Abstract:
The purpose of this study was to assess the constraints affecting access to private financing for water infrastructure in Kenya. The study was guided by the following objectives: to establish the effect of fiscal policy constraints on access to private financing for water infrastructure; to examine the effect of financial sustainability constraints in water projects on access to private financing for water infrastructure and; to determine the effect of long-term debt financing constraints on access to private financing for water infrastructure in Kenya.
The research used an explanatory research design. The study population constituted of 37 Water Infrastructure Finance professionals drawn from WSTF, KIFFWA, WASREB, The World Bank, AFD, IFC, BFA, AfDB and KfW in Nairobi. The sampling technique used in the study was non-probability sampling using purposive judgmental sampling. Structured open and closed ended questionnaire was used. The data was analysed in SPSS using descriptive statistical techniques and inferential statistics.

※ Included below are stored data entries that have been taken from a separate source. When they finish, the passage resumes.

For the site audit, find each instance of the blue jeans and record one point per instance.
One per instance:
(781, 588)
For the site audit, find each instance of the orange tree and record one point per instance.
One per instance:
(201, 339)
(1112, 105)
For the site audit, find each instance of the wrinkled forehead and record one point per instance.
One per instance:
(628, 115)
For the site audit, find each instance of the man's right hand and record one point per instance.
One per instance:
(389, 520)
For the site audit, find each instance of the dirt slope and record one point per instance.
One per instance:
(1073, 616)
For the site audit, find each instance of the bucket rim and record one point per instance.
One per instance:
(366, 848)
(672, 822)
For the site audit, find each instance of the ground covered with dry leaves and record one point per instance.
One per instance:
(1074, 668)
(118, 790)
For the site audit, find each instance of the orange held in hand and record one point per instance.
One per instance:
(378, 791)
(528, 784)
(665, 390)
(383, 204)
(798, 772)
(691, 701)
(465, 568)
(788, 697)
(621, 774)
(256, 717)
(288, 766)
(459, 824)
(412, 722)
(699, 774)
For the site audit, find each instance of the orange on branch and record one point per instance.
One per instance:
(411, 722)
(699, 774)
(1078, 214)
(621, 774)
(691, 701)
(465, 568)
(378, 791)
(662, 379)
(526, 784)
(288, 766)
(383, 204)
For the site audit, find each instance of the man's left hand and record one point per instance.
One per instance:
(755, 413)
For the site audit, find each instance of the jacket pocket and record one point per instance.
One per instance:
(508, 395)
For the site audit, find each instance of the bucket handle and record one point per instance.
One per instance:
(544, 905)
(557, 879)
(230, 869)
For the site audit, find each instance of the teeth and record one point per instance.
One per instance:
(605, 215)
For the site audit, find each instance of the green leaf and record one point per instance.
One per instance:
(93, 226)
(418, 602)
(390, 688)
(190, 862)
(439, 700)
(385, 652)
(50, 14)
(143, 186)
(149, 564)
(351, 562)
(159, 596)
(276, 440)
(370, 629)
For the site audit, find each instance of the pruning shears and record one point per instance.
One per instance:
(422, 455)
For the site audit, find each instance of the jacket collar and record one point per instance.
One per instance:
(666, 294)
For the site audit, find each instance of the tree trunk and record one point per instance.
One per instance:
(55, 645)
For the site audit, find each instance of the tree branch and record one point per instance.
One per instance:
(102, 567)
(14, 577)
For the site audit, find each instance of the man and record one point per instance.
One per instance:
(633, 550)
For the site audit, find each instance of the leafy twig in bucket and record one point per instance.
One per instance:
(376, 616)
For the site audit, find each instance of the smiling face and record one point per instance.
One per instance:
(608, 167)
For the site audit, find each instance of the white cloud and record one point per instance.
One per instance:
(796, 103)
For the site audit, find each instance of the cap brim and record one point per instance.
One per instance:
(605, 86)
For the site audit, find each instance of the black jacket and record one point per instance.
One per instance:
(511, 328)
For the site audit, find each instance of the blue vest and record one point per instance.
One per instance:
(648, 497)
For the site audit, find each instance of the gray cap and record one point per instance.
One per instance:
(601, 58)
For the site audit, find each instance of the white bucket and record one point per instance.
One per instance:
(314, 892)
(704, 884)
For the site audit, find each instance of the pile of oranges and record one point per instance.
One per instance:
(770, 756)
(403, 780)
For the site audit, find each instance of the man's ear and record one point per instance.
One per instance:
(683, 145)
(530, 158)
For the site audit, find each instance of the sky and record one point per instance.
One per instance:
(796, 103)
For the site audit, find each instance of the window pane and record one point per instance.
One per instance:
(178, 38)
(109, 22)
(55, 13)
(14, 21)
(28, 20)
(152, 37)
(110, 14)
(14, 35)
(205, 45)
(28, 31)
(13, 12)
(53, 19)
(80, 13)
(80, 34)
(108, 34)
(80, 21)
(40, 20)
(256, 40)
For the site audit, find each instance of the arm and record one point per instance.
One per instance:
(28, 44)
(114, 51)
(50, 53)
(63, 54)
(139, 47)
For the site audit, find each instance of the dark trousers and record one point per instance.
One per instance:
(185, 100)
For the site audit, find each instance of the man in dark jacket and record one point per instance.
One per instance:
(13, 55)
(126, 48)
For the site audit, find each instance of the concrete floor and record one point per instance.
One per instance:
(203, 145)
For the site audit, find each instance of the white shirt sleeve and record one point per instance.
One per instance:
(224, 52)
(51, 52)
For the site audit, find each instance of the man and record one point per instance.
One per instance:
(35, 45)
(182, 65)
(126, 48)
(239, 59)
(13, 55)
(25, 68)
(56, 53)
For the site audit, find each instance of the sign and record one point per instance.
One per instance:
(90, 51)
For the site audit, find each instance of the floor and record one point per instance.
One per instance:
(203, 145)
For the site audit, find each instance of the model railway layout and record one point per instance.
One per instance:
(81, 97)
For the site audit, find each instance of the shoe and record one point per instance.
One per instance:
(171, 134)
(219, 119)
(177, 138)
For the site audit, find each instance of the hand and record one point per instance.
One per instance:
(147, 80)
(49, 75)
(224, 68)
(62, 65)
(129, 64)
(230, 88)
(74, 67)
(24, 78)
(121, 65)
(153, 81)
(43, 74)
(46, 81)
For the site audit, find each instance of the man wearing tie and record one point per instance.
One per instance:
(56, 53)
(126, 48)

The results of descriptive statistics indicated that majority of respondents were of the neutral view that various aspects of fiscal policy constraints affected access to private financing for water infrastructures as shown by an aggregate mean of 3.37. The findings of the study further revealed that majority of respondents agreed on financial sustainability constraints in water project as shown by an aggregate mean of 3.87. Additionally, majority of respondents strongly agreed on various elements of long-term debt financing constraints as shown by aggregate mean of 4.53. The findings of correlation between each of the individual variables and access to private financing revealed a positive and not significant correlation for fiscal policy constraints. A negative and not significant correlation was found on financial sustainability constraints in water projects. The results revealed a strong negative and significant relationship between long-term debt financing constraints and access to private financing for water infrastructure.
The results of regression analysis established that the adjusted R2 was 0.017 for fiscal policy constraints, an indication that it affected 1.7% of the access to private financing for water infrastructure. For financial sustainability constraints in water project the adjusted R2 was 0.070 and indication that it affected 7.0% of the access to private financing for water infrastructure. The adjusted R2 was 0.449 for long-term debt financing constraints, an indication that it affected 44.9% of the access to private financing for water infrastructure.For composite regression model, adjusted R2 was 0.479 which means that included explanatory variables explained only 47.9% of the variations in access to private financing for water infrastructure. The other explanatory variations not in the model explain the remaining 52.1% variations. The results of ANOVA test revealed that linear regression model was of significantly of good fit. The regression also established a positive for fiscal policy and a negative for financial sustainability constraints in water projects which were both found not statistically significant at a significant level of 0.05. However, long-term debt financing constraints had a strong negative which was statistically significant at a significant level of 0.05. The results of Beta coefficient correspond those of Pearson Correlation.
In the light of aforementioned, the study recommends introduction of government fiscal policies on tax exemption in water projects financed through private capital to attract more private investment in water sector. The water utilities and government agencies should work towards enhancing sustainability in water projects through investment in technologies that reduce non-revenue water (NRW), detection of nonpayment of water bills and illegal connections in water projects. This will improve the cost recovery in water projects and boost investor confidence. The financial institutions (The World Bank, IFC, AfDB, KfW, commercial banks etc.) should develop innovative long-term debt financial products that match large capital requirements with long payback periods involved in water infrastructures.